If you have any doubt about whether you’re covered by HIPAA, you may wish to consult the Center for Medicare & Medicaid Services Covered Entity Decision Tool. Of course, direct any specific questions to your attorney if you require legal advice.

So, you’re covered by HIPAA. What does that mean? There are two specific regulations of interest to database professionals: the HIPAA Privacy Rule and the HIPAA Security Rule.

The Privacy Rule protects all individually identifiable protected health information (PHI) maintained by the Covered Entity. It is not specific to electronic information and applies equally to written records, telephone conversations, etc.

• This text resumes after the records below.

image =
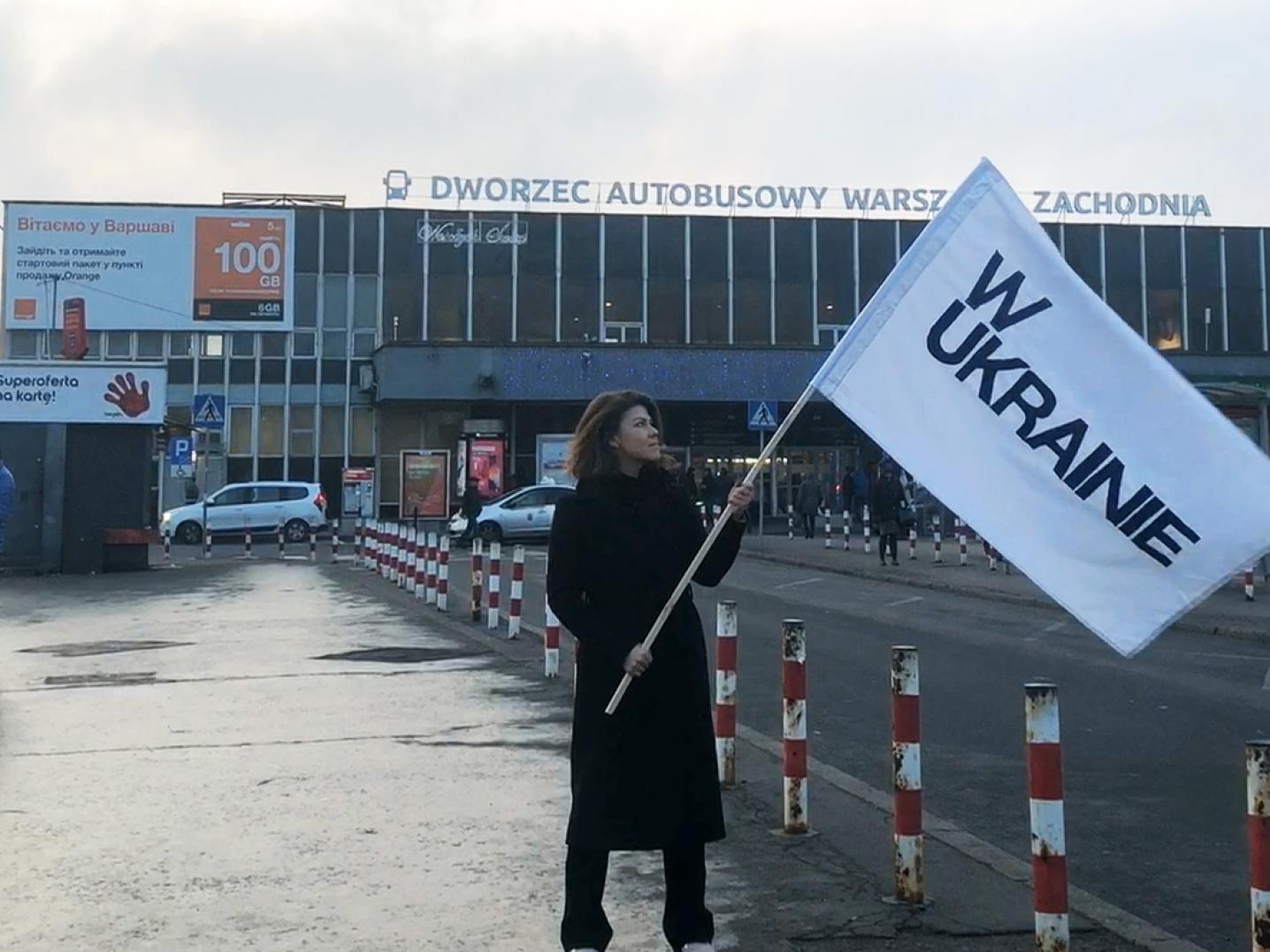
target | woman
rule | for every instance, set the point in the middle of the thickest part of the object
(646, 777)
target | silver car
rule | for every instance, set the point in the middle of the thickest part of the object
(522, 513)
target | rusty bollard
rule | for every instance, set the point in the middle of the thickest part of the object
(725, 692)
(794, 689)
(906, 750)
(1259, 842)
(1048, 833)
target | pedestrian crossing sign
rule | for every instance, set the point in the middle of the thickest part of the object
(761, 414)
(209, 411)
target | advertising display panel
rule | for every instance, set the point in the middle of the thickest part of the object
(149, 267)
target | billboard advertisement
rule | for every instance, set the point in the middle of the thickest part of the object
(486, 466)
(149, 267)
(425, 484)
(58, 392)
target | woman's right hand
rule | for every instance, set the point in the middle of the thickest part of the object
(638, 660)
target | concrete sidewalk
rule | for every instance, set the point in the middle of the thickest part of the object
(1226, 612)
(277, 756)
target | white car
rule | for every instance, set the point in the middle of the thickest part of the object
(522, 513)
(261, 506)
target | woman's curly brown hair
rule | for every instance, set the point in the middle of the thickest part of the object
(590, 453)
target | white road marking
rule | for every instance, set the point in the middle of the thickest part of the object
(906, 602)
(1048, 629)
(792, 584)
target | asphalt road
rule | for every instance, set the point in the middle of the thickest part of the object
(1153, 747)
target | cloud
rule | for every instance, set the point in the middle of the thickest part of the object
(153, 101)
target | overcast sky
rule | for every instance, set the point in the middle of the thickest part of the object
(180, 101)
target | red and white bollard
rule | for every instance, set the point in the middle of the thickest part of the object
(396, 561)
(411, 562)
(513, 611)
(725, 692)
(551, 644)
(906, 756)
(430, 575)
(477, 579)
(443, 574)
(1258, 758)
(494, 584)
(794, 690)
(1048, 833)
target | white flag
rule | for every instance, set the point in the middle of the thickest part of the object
(988, 369)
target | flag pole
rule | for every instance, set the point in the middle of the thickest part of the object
(710, 540)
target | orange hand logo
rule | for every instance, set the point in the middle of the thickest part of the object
(122, 392)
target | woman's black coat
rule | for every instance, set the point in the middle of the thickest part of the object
(644, 777)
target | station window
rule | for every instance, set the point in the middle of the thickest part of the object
(835, 286)
(271, 430)
(150, 344)
(876, 256)
(302, 430)
(303, 343)
(361, 430)
(624, 270)
(1203, 291)
(492, 293)
(1243, 288)
(752, 281)
(334, 301)
(306, 301)
(448, 286)
(536, 279)
(332, 430)
(792, 282)
(666, 281)
(364, 301)
(241, 430)
(579, 278)
(1165, 287)
(709, 281)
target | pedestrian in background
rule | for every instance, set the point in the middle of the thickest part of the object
(646, 777)
(809, 503)
(888, 498)
(6, 489)
(471, 506)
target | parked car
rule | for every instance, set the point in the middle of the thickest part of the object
(524, 513)
(261, 506)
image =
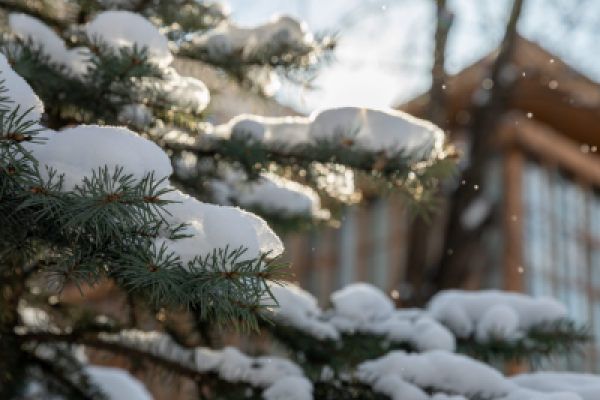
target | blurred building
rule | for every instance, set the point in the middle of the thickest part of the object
(540, 203)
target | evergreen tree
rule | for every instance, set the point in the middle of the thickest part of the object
(88, 194)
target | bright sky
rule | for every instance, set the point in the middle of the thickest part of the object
(384, 53)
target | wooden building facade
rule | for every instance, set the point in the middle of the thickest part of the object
(540, 203)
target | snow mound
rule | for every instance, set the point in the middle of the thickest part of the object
(439, 370)
(228, 37)
(587, 386)
(76, 152)
(358, 306)
(231, 364)
(189, 94)
(277, 130)
(290, 388)
(270, 192)
(299, 309)
(19, 92)
(367, 129)
(126, 29)
(216, 227)
(376, 130)
(492, 312)
(117, 384)
(29, 28)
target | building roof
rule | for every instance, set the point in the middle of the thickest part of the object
(553, 92)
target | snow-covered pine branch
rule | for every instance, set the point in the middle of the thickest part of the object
(428, 370)
(126, 72)
(104, 191)
(488, 325)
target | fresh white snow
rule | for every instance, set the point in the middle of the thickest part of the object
(124, 29)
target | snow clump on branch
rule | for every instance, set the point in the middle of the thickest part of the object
(492, 313)
(390, 131)
(77, 152)
(228, 37)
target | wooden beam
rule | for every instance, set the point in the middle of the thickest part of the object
(513, 224)
(549, 145)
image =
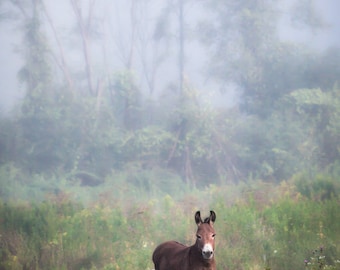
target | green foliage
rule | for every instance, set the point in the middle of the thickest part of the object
(254, 230)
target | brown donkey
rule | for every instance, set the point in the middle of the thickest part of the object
(200, 256)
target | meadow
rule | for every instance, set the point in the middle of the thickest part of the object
(290, 225)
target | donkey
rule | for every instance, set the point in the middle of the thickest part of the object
(200, 256)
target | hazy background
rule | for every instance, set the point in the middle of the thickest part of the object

According to the Department of Health and Human Services, PHI includes data that relates to:
  • the individual’s past, present or future physical or mental health or condition or
  • the provision of health care to the individual or
  • the past, present, or future payment for the provision of health care to the individual
The Privacy Rule’s basic mandate is that organizations may only release PHI as explicitly permitted by the Privacy Rule or with the prior written consent of the individual who is the subject of the records. The Privacy Rule also contains a number of notification requirements and administrative requirements designed to ensure proper records are maintained and that individuals are aware of their rights under HIPAA.

The Security Rule covers the security of electronic protected health information (ePHI). It prescribes a number of required policies, procedures and reporting mechanisms that must be in place for all information systems that process ePHI within the Covered Entity. It also prescribes a number of required and addressable implementation specifications designed to protect the confidentiality, integrity and availability of ePHI within the enterprise. These specifications fall into five categories:
  • Administrative Safeguards
  • Physical Safeguards
  • Technical Safeguards
  • Organizational Requirements
  • Policies and Procedures
The key to compliance with the Security Rule lies in the language of the law: implementing “reasonable and appropriate” measures. You should carefully evaluate each of the items your risk assessment identifies as possible security actions against this principle. If you (and your attorney) feel that the measure isn’t reasonable and appropriate when viewed in light of the type of data in question, the size of the business, the potential risk and other circumstances, it’s only necessary to document that rationale.

It’s certainly true that HIPAA has caused database professionals a number of headaches while striving to come into compliance with the law. You should, however, view this as an opportunity to focus on the security of your databases. The procedural requirements of HIPAA only apply to specific PHI/ePHI data, but they’re reliable best practices for all of your data. When you’re working through the implementation exercises, ask yourself how much added effort would be required to apply the HIPAA standards to other, non-healthcare aspects of your organization.

This article is meant to serve as an educational introduction to HIPAA for database professionals and in no way constitutes legal advice. If you require legal advice, please consult a qualified attorney.